Science forms an integral part of society, implicitly creating an ongoing dialogue between the two. However, ideas vary widely on how the scientific enterprise is pursued, and what its role and relevance to society are. A sustained introspection and dialogue about the practice of science in the broadest terms is essential to have an informed and shared vision of the place of science in society and culture. In recent times, rapid changes in the socio-political, cultural and economic spheres worldwide have lent urgency to efforts aimed at re-examining and, perhaps, re-defining the relationship between the scientific community and society at large, as well the nature of the engagement of science with the state, the corporate world and with global networks of the knowledge economy. Yet there have been relatively few attempts to systematically re-conceive the basic nature of the science-society contract.

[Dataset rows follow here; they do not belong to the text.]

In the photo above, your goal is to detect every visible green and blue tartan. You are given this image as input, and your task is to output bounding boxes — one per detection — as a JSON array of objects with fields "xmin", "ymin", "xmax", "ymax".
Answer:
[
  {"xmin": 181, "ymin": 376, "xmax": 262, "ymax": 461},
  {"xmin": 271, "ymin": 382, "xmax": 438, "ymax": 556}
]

The Indian Academy of Sciences, Bengaluru, has felt that it is essential to have an open-ended and sustained dialogue amongst science practitioners, science policy makers, science administrators and educators, and the general public. This is the broad intention behind the initiation of DIALOGUE: Science, Scientists, and Society. It is hoped that the journal will provide a formal forum to promote and facilitate ongoing discussion on issues pertaining to the practice, teaching, management and communication of in addition to other outreach initiatives (see CONFLUENCE), science as well as all aspects of the science-society interface. DIALOGUE extends the conversation through CONFLUENCE, a moderated public forum, and other outreach initiatives. The hope is that this will give rise to a more inclusive and acceptable vision of the inter-relationship between science, society, polity, and culture.

Aim and Scope

DIALOGUE: Science, Scientists, and Society, published by the Indian Academy of Sciences, Bengaluru, provides a scholarly forum for scientists and other interested parties to discuss and debate issues pertaining to science and society, in the broadest sense. The journal covers three related but distinct themes: (a) the practice of science, including choice of problem, publication, evaluation, funding and other matters; (b) communication of science by its practitioners to students, politicians, administrators, other interested parties, and the general public; and (c) the impact of science on society, and vice versa. These themes are envisaged to cover, for example, introspection on practices in science and academia, education and the communication of science, gender and allied issues in science, science as a social system, culture of science, future directions and implications, goals of science, science-social science interfaces (conversations across disciplines and knowledge systems), indigenous and local knowledge systems and science, imaginations driven by science, connections with other countries, global contributions, funding, organisation of science, administration and management of science, evaluation, critical studies of science and society, science policy studies and more. The journal is also a place for discussion on planning scientific policy, as well as issues pertaining to science education and policy towards education. The journal aims to foster discussion and dialogue by publishing papers addressing any aspect of science practice, science teaching, science administration, science policy and the science-society interface. It will also serve as a place to put on record archival documents from the past, as well as those that may be produced in the future, in which the Academy or other such bodies put down in writing the results of their deliberations on issues of relevance to scientists and society. The journal is accompanied by a more informal but moderated web platform, CONFLUENCE that aims to provide a forum for all interested parties to share and debate views and interact on these crucial issues.